Gracias a la izquierda supimos de “La Madre” de Maxime Gorki, “Así se templó el acero” de Nikolai Ostrovski, “Reportaje al pie del patíbulo” o al pie de la horca de Julius Fucik, “Campos Rotulados” de Mijáil Sholojov, “La Joven Guardia” de Alexander Fadeiev; las novelas de Fyodor Dostoievsky, García Márquez, Rómulo Gallego, Machado, Neruda, Benedetti, Galeano, Quino, Rius, y hasta Vargas Llosa cuando todavía el resentimiento y el odio no lo habían transformado en el amargo y repugnante personaje que es. Todos incompatibles con las novelitas que eran de otro universo.

Al final, la maquinaria siguió con la colaboración de los dos hijos de Marcial, Francisco y Federico que desempolvaron los tres libros esenciales para armar las novelitas: el Atlas de Estados Unidos del viejo, su “Historia de los Estados Unidos” y su guía telefónica de California donde tenían miles de nombres para sus futuros héroes que muchas veces eran los mismos con pequeños cambios de alguna situación y que nadie se daba cuenta.

Marcial Lafuente Estefanía se ganó el pan honestamente haciendo lo que sabía, pero no se puede negar que su obra aportó su granito al atraso que vivimos hoy, la admiración por las armas, el maltrato a las mujeres, el culto a la pena de muerte con sus ahorcados, etc. No conozco a ningún lector de vaqueradas que le interese leer a Cortázar, Bosch u otras obras de literatura. La clave es la adicción.
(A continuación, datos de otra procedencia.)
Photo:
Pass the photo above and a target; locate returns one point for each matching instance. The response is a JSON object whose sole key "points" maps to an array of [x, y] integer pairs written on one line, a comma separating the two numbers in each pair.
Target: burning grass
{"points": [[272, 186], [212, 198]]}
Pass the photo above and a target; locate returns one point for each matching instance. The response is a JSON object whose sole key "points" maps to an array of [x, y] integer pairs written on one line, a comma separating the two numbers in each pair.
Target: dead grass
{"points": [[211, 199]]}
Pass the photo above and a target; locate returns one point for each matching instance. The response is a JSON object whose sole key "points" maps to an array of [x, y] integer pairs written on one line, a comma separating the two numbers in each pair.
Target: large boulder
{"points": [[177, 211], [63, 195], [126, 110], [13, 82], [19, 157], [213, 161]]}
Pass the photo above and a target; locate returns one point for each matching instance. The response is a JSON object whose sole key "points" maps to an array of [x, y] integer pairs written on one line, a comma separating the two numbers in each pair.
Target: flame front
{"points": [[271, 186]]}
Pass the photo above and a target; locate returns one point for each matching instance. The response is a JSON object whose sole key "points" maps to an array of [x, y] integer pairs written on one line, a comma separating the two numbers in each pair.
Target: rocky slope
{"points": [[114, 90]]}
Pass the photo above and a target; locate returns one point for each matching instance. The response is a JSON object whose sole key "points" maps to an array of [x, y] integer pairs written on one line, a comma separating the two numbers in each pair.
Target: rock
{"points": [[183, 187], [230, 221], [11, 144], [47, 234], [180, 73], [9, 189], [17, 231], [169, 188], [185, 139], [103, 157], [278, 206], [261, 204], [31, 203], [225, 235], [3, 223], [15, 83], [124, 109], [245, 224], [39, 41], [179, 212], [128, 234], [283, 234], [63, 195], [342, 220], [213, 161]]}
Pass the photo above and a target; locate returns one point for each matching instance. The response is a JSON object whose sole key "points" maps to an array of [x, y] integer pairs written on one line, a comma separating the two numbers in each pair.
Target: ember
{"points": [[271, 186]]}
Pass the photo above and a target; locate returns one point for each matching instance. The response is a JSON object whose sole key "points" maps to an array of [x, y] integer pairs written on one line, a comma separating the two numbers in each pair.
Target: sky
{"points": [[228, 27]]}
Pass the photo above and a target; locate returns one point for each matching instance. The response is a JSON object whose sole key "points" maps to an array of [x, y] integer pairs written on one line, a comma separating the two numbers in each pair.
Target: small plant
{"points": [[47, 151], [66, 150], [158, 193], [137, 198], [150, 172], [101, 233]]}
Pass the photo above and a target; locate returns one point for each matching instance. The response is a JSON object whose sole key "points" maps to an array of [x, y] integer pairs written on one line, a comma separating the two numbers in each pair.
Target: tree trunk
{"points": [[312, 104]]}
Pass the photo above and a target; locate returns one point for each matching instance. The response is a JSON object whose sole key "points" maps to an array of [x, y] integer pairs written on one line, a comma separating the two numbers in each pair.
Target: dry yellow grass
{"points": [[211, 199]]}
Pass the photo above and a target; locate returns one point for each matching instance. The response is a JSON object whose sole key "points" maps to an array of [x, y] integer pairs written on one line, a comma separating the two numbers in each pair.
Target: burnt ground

“La célebre partida de póker” habla de Alan y Jimmy, dos rápidos pistoleros que se unen para salvar el rancho de Susan del chantaje de Larry, asociado con el sheriff y el alcalde. Un detalle importante en estas publicaciones era el dibujo de la portada que casi siempre resultaba de una mano experta y conocedora del oficio de la ilustración. Muchas eran tan buenas como para compararse con las pinturas de Remington. Uno de los ilustradores más asiduo a los títulos de Marcial era el ilustrador Manuel Prieto Muriana quien contribuyó a que Lafuente fuera inagotable.